After coming down the other side of the mountain pass the trail passed through an old forest. This place had definitely not been burned down recently and was filled with huge old trees. It looked like they could come alive (Lord of the Rings-style) if there was ever a battle that threatened their territory. One battle they are already waging is against the termites, who have taken down some seriously big trees over the years.
I arrived at Refugio Dickson. This is the most beautiful spot I have ever seen to pitch a tent. On one side there is a lake with a glacier tumbling into it, flanked by the snowy peaks that feed it...
....and on the other side there are rolling meadows and rocky mountains. Other than a free massage, there is nothing that could have made it better.
I'd met a German couple along the way and spent the next day trekking with them. Over the 19km the land changed from rocky mountainside, to marshy wetland, to huge meadows filled with large daisies. This place has everything!
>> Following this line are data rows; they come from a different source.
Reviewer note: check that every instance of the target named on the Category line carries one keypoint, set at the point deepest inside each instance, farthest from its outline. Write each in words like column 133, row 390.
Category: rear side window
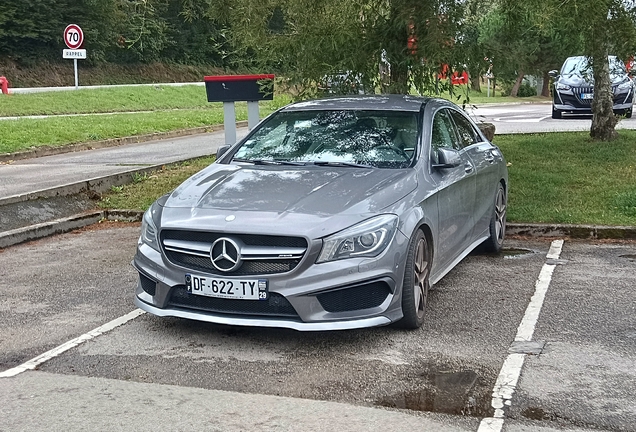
column 465, row 130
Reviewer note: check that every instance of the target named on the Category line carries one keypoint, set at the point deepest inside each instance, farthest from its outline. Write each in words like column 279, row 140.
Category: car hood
column 284, row 198
column 576, row 80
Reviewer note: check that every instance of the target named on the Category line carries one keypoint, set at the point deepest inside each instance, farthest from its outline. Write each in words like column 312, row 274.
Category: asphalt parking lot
column 579, row 371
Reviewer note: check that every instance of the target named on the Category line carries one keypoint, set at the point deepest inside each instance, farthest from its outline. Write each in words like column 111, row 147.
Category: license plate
column 239, row 289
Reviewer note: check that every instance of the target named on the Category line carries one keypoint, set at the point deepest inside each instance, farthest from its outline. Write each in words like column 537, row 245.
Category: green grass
column 137, row 98
column 147, row 188
column 24, row 134
column 567, row 178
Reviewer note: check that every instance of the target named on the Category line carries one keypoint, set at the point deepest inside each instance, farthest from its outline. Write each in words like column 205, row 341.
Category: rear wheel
column 416, row 282
column 494, row 243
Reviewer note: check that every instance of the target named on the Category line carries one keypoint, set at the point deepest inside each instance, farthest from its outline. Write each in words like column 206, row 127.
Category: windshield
column 580, row 66
column 382, row 139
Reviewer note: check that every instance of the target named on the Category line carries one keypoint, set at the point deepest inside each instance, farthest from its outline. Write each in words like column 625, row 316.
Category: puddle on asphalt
column 458, row 393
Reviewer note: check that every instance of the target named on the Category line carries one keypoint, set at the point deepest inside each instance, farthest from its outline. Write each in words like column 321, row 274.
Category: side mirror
column 221, row 150
column 447, row 158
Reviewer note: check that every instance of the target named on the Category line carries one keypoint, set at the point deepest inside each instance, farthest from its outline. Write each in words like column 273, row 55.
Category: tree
column 307, row 40
column 603, row 27
column 516, row 37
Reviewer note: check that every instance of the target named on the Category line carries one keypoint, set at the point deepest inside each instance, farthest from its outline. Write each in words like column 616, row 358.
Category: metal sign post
column 74, row 38
column 232, row 88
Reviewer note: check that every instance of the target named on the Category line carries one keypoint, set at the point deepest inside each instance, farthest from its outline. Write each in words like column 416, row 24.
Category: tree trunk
column 474, row 82
column 545, row 89
column 399, row 79
column 603, row 119
column 515, row 88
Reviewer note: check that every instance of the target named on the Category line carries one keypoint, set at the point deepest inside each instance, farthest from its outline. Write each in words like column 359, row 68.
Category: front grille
column 248, row 239
column 204, row 264
column 275, row 306
column 581, row 90
column 147, row 284
column 355, row 298
column 267, row 264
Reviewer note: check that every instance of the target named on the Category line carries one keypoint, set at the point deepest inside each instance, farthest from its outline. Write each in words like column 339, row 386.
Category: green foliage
column 525, row 90
column 307, row 40
column 122, row 31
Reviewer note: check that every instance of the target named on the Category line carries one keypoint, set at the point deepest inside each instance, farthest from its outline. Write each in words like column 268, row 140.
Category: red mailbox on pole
column 4, row 85
column 233, row 88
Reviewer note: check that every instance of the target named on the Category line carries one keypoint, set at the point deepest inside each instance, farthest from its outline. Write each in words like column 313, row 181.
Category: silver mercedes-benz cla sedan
column 337, row 213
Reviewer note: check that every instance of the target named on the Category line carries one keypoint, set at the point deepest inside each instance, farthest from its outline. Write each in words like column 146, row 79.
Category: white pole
column 229, row 123
column 76, row 80
column 252, row 114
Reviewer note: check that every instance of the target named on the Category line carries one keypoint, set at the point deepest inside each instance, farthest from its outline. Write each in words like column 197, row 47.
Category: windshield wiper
column 341, row 164
column 268, row 162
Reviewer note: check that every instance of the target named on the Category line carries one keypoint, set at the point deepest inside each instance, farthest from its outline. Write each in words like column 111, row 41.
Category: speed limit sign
column 73, row 36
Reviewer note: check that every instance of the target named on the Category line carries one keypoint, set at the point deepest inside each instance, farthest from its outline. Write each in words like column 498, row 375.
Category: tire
column 416, row 282
column 494, row 243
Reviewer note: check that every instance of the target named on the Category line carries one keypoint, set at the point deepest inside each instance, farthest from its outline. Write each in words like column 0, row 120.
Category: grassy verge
column 24, row 134
column 110, row 99
column 567, row 178
column 147, row 188
column 554, row 178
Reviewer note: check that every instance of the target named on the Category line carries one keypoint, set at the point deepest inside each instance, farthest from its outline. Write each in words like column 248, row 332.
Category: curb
column 96, row 185
column 582, row 232
column 63, row 225
column 113, row 142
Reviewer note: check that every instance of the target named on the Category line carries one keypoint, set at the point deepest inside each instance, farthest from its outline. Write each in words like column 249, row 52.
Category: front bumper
column 302, row 290
column 257, row 322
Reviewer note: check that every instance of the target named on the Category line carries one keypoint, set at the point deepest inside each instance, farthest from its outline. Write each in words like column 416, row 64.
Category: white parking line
column 511, row 369
column 36, row 361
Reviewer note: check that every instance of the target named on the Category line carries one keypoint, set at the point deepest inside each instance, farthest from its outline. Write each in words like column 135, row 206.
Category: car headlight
column 149, row 230
column 366, row 239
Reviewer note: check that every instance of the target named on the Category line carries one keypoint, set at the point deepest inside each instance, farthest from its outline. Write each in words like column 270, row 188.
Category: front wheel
column 416, row 282
column 494, row 243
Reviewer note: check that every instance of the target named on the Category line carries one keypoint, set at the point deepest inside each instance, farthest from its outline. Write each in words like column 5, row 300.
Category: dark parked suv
column 573, row 88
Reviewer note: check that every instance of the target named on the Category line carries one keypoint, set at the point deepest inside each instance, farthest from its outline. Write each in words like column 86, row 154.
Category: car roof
column 363, row 102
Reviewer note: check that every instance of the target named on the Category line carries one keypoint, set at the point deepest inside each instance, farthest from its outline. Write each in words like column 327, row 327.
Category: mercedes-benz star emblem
column 225, row 254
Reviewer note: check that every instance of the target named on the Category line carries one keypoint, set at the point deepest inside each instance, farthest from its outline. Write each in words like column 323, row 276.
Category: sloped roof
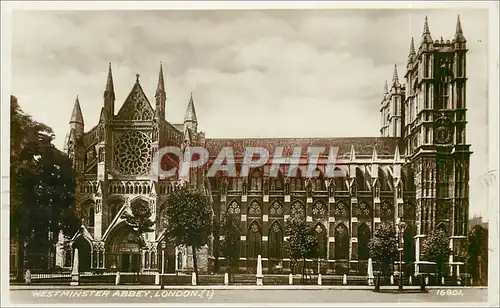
column 363, row 146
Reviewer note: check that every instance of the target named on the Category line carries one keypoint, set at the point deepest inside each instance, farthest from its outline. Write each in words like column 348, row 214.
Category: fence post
column 27, row 277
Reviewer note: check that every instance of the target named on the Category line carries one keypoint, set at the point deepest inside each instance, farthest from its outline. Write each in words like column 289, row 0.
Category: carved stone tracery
column 133, row 153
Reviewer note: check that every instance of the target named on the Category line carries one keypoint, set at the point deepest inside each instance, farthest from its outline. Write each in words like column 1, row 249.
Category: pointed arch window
column 275, row 240
column 254, row 240
column 256, row 181
column 364, row 235
column 386, row 211
column 341, row 242
column 340, row 178
column 89, row 211
column 254, row 210
column 298, row 211
column 360, row 180
column 320, row 233
column 276, row 209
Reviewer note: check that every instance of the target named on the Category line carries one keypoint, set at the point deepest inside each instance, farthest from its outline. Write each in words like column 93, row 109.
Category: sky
column 267, row 73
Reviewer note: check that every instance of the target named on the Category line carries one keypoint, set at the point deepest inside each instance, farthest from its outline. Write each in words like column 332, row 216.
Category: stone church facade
column 417, row 171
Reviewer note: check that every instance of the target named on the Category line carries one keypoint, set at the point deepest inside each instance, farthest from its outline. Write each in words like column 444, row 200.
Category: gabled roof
column 363, row 146
column 136, row 106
The last day was less interesting as it was the scene of an even bigger fire in 2005. The green has returned but the trees have not.
I did, however, meet a cheeky llama - who walked along with me for 500m trying to convince me to give him some food. I'd already eaten it all so he was out of luck.
And that brought me to the end of the trail. 130km had been conquered, several types of weather had been endured, and some beautiful sights had been seen. My feet also hurt. Time for some relaxing!
Another great view from the mountain pass. The poor soles doing the trek from the opposite direction have to climb this huge patch of snow. I slid down it in about 22 seconds.
This park collects millions of dollars each year - it is not spent upgrading their bridges.
First footprints of the day - not surprising as I started walking at 6:30am!
The altitude is relatively low but we are wayyy South here - snow everywhere.
More mountains reaching up to the sky.
One of the best things about this national park is that every stream and river contains drinkable water, so you don't have to carry it in yourself. It is always cold and tastes amazing - Evian eat your heart out.
Around the back of the towers.
The view over Refugio Dickson - glacier, mountains and lake. This glacier wasn't even deemed good enough to be mentioned on the map!